The wigs and the beards get styled up just right, after all they must last us beyond Christmas night. Santa’s with real beards get a bleach and a trim, to fit in those pants means a trip to the gym.
See Mrs. Claus she’s looking so sweet, all dressed for the season from her head to her feet. The children adore her she’s feeling quite grand, until one of the kids wipes his nose on her hand.
They show up for parties, parades and tree lightnings, these bringers of cheer and glad Christmas tidings. Some of them shorter and pleasantly round, while one of them wears a wreath like a crown.
There in the mall by the Hot Pretzel Stand, a place that sat vacant is now Santa Land. The spot is all trimmed in holiday glitz, but the mechanical elf is still on the fritz. The photographers booth is ready to go, just waiting for you to put on a show.
Here come the Claus’ both Mister and Missus, to take on the hordes of the kids and their wishes.
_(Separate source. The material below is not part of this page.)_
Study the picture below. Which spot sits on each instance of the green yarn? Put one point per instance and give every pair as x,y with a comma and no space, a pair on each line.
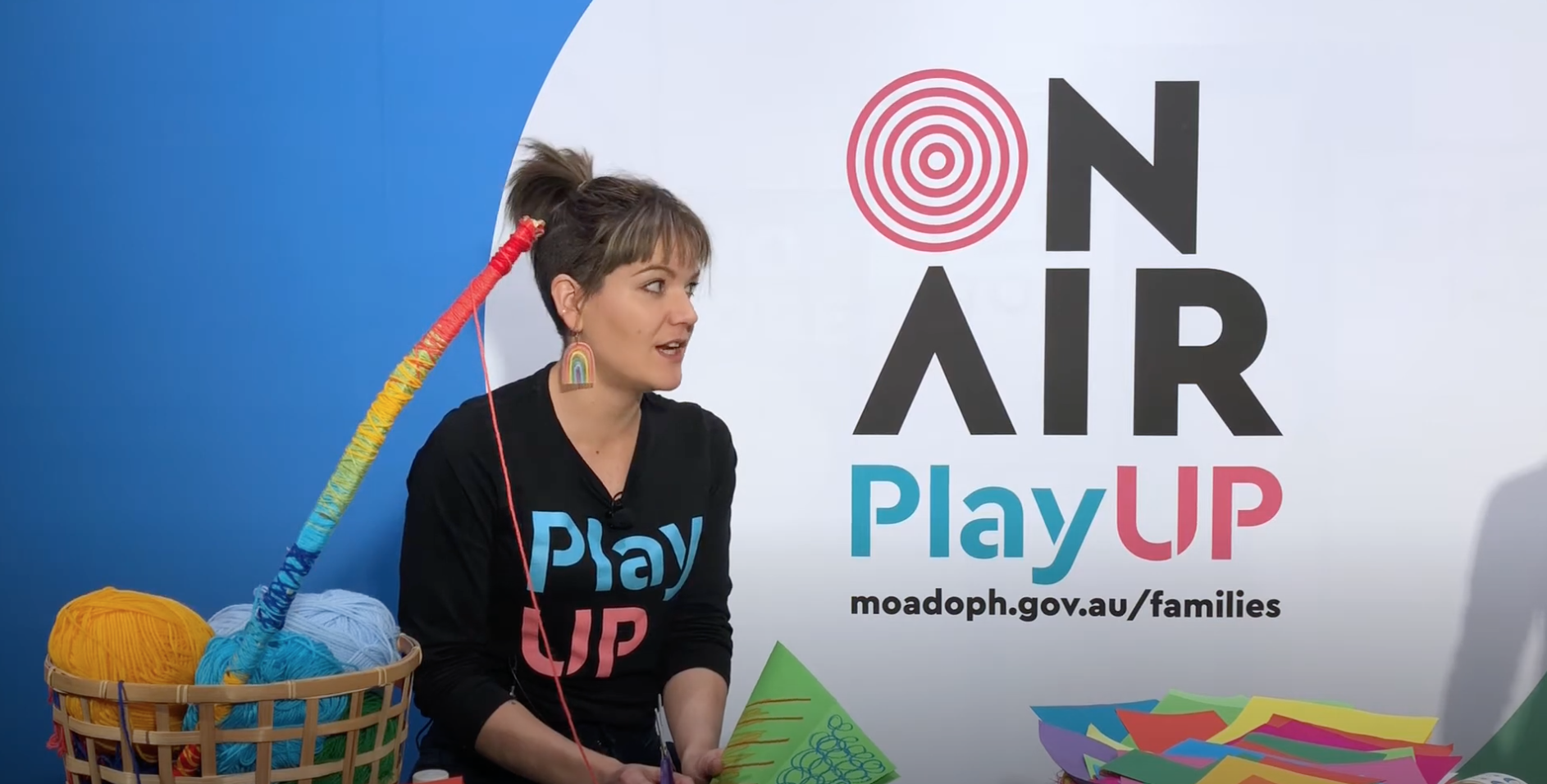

The lines may grow long and the tykes become weary, but the two of you know you must remain cheery.
Not all of them work in the store Santa Land, many on sidewalks with a bell in their hand. Some call the job thankless and even quite strange, but we know in our hearts all the lives we may change. In a world full of worry, sadness and strife, bringing joy unto others is really the life.
To give unto others and spread love all around, the life of a Santa takes the heart of a clown.